The Las Vegas-based rockers have played several support slots in the UK before, most notably when opening for KISS last year, but this is the first headlining tour they've done. This tour sees the introduction of new drummer Carlo Mazzone, who replaced previous skinpounder Alan Doucette late last year.
There was a small but very enthusiastic crowd at the smaller University venue, frontman Chris Babbitt had a very easy job getting the hands clapping and fists pumping. The band stand defiantly for old-school heavy rock; with long straggly hair and dressed in regulation denim cutoffs, from first song to last they set out to blast away the notion that only 'alternative' rock should be listened to. So it was up on the monitors for Babbitt and his cohorts, guitarist Mikey Cross and bassist Andrew Cushing, wielding their guitars like weapons and generally coming across like the bastard sons of Guns 'n' Roses, W.A.S.P. and Skid Row. Their material was traditional heavy metal, bordering on thrash in places, with moshpits a regular occurence. The band seemed pleased with the reception they got, even indulging in a little humour when, just before performing a cover of KISS's 'Black Diamond', they got the bassist to introduce it in the style of Paul Stanley. However, according to the frontman, he sounded more like (South Park's) Mr Hankey!

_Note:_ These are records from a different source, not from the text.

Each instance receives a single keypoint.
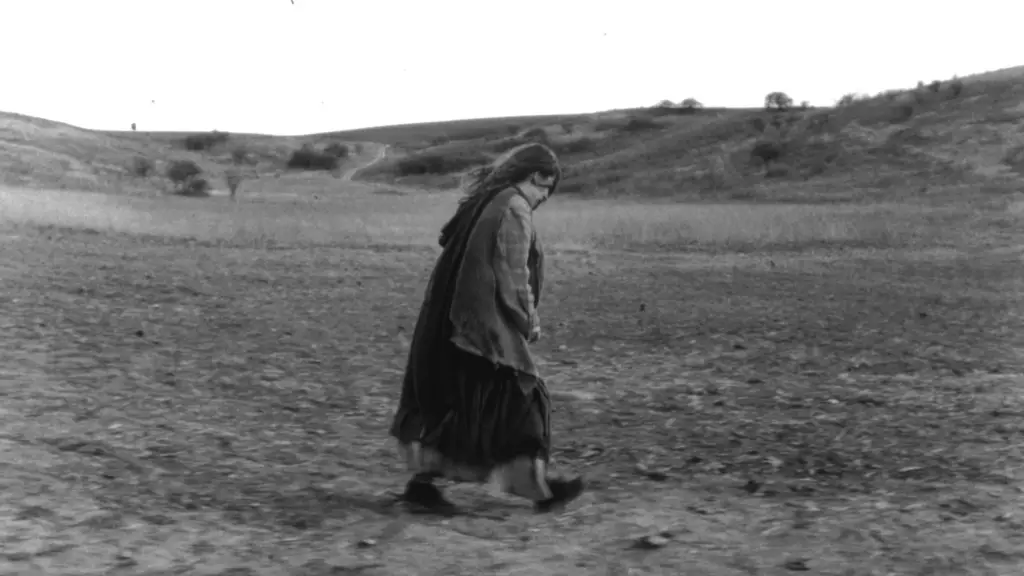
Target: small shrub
(195, 188)
(207, 140)
(578, 146)
(181, 170)
(902, 113)
(691, 104)
(778, 100)
(233, 179)
(847, 99)
(955, 88)
(776, 170)
(640, 124)
(337, 150)
(240, 156)
(185, 175)
(766, 152)
(308, 159)
(142, 166)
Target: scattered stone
(652, 541)
(797, 565)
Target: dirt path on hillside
(380, 156)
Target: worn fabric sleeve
(512, 266)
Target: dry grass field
(200, 386)
(204, 386)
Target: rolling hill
(893, 145)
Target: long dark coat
(461, 314)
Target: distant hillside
(38, 153)
(892, 145)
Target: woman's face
(543, 180)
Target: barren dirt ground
(171, 408)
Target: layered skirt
(483, 422)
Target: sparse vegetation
(232, 177)
(844, 292)
(187, 179)
(337, 150)
(142, 166)
(241, 155)
(308, 158)
(206, 140)
(436, 163)
(778, 100)
(691, 104)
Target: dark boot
(562, 492)
(426, 497)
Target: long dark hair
(509, 169)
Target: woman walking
(473, 406)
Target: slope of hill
(896, 144)
(892, 145)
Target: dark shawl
(469, 242)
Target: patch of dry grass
(415, 219)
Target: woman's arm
(512, 265)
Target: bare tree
(778, 100)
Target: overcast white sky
(270, 66)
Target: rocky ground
(172, 408)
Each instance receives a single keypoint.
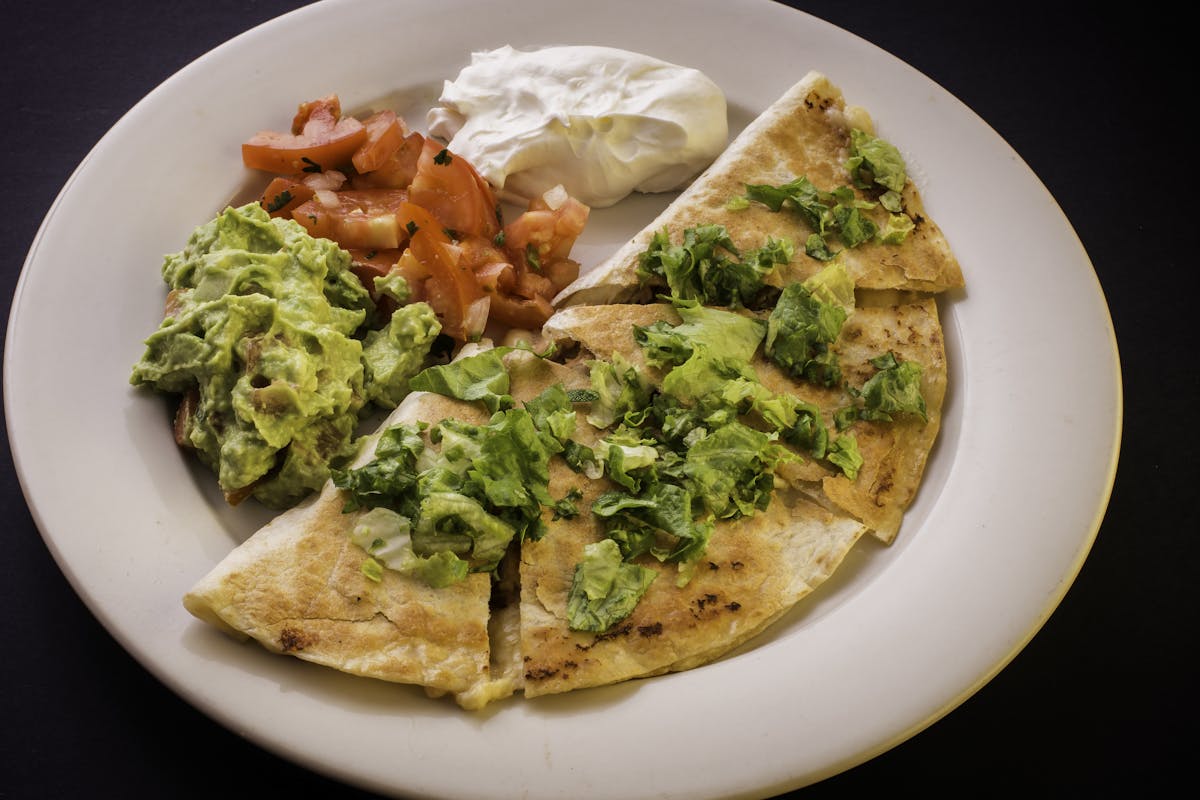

Not content with merely jumping on the monitors, Babbitt actually abandoned the stage when they played their last number, a gonzoid rendition of Fleetwood Mac's 'The Chain'. Any idea of playing the lead solo went out of the window as he jumped into the crowd, and was lucky still to have his guitar in one piece by the time the song finished! The fast bit was performed essentially as a three-piece; the frontman was so busy being mobbed he couldn't play anything. This band really do not hold back; like Aussie contemporaries Airbourne they are strictly old-school, and that is a welcome sight after years of being force-fed indie and alternative rock. Not that I'm saying all that is bad, it's just that when you've not heard a REAL Heavy Metal band for a long time, you soon realise how much you miss it when one comes along. After their set, they immediately gathered at the merchandise stall (no CD on sale, bummer!) to meet and greet the people they'd just played for. That was a nice touch, all four guys were there as the crowd exited and happily posed for pictures, signed ticket stubs and chatted. It was rude not to have a word, so having spoken briefly to the other guys I got the chance to speak to Chris Babbitt, to say how refreshing it was to have a group like his on the scene again, when all we are usualy subjected to is the aforementioned 'safe' indie music. To my surprise, he told me it was worse in America! To my further surprise, he complimented me on my 'Thunder' T-shirt and praised The Union, the band formed by their former guitarist Luke Morley.
With their incendiary live sound and a great attitude, Taking Dawn will win many friends on this UK tour. Whether or not they can revive the Metal scene and rescue it from sinking deeper into a sea of strictly-defined sub-genres remains to be seen, but they certainly deserve to go a long way. Catch these guys when they come back.